# Credit Rating of Rabobank/Northern Rock plc/Nationwide UK?



## Brendan Burgess (15 May 2010)

Irish banks are guaranteed by the Irish government whose credit rating is AA. 

Is Rabobank the only bank with a AAA rating in its own right? 

[broken link removed]

Moody's:


> Rabobank's long-term global local currency (GLC) deposit rating is Aaa, reflecting a very high probability of systemic support, which is based on its key position in the Dutch banking system. Rabobank is a leading bank in the Netherlands, with significant franchises in the domestic residential mortgage market, in savings accounts and in SME lending. It also dominates the agricultural market with a share of over 80% of all lending. It is Moody's understanding that these market positions have been strengthened since the beginning of the crisis.
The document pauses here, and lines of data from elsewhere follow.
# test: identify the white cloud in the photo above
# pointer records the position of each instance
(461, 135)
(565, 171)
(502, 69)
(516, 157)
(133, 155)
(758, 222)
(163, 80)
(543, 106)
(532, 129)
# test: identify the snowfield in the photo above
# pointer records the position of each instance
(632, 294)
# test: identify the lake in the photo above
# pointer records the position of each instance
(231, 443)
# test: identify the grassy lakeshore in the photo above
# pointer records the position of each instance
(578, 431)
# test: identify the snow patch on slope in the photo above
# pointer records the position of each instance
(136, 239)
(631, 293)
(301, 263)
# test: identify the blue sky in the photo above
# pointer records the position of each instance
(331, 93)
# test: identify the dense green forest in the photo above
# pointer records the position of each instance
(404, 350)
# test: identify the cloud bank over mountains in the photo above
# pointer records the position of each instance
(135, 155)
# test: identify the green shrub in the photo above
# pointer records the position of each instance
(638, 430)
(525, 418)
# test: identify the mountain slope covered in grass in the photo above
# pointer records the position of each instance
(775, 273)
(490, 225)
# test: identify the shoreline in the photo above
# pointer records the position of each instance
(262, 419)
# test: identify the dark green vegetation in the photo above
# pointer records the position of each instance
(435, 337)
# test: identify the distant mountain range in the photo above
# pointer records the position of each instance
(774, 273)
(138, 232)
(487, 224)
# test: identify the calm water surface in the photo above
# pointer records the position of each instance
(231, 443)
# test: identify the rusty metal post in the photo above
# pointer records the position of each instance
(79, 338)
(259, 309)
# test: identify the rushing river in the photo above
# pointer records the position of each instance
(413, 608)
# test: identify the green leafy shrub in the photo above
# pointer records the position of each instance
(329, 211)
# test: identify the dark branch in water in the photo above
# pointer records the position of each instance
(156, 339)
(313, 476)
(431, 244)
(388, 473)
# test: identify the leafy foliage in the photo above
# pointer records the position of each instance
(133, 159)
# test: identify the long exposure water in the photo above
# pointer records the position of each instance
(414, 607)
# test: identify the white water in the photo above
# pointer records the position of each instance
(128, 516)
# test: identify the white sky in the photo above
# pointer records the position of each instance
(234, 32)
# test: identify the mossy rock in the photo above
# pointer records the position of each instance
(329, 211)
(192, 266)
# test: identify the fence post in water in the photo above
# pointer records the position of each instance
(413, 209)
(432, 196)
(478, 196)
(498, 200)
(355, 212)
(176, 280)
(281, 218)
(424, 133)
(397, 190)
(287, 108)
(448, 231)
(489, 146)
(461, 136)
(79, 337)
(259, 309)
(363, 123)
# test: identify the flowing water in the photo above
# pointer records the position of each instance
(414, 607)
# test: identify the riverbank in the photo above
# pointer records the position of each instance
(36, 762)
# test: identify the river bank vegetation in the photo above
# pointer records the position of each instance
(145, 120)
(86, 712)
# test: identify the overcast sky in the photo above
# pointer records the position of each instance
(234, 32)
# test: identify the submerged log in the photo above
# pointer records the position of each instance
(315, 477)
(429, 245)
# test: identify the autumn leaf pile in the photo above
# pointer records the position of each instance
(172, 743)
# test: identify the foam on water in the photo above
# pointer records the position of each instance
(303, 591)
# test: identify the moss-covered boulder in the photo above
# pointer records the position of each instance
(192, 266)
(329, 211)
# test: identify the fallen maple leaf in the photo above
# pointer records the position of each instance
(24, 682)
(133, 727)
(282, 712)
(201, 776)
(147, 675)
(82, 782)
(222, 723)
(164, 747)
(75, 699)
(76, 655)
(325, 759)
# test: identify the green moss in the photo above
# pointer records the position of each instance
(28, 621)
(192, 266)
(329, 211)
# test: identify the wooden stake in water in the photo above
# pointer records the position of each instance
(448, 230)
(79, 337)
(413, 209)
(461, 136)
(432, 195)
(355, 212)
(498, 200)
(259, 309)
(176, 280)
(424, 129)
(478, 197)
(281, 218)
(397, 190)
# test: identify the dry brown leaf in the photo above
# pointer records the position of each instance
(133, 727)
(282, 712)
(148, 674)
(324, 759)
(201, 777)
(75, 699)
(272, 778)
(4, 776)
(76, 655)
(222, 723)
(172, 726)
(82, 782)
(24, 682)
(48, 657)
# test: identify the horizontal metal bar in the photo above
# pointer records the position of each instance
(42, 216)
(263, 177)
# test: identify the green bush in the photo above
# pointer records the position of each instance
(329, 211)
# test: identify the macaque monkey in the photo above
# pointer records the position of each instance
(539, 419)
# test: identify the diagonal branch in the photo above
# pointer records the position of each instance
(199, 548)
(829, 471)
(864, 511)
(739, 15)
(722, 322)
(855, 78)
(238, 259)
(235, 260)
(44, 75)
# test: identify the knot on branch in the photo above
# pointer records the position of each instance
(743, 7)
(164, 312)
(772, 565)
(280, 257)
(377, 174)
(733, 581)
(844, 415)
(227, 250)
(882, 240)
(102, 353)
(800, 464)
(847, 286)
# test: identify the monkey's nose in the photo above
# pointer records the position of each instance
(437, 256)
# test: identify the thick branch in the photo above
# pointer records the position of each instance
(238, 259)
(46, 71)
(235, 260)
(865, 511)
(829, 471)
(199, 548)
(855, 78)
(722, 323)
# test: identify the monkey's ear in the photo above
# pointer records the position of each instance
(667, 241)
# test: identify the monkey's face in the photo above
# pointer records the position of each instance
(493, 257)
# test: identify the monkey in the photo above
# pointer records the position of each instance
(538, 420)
We further note that Rabobank did not need any form of support from the Dutch government at any point during the crisis



Northern Rock PLC is now a "good bank". 
[broken link removed]
Standard & Poor: A-2


Nationwide UK's Credit Rating 

[broken link removed]



Standard & Poors |A-1
Moody's |P-1Is this the rating applied to deposits?


----------



## Duke of Marmalade (15 May 2010)

Brendan Burgess said:


> Irish banks are guaranteed by the Irish government whose credit rating is AA.


That doesn't necessarily mean that the deposit guarantee is only AA. If the government does default or (more likely) restructure its long bonds, I think it would be much further down the road before it would welsh on the deposit guarantee scheme.  Personally I would see deposits covered by the government guarantee as even better than AAA.


----------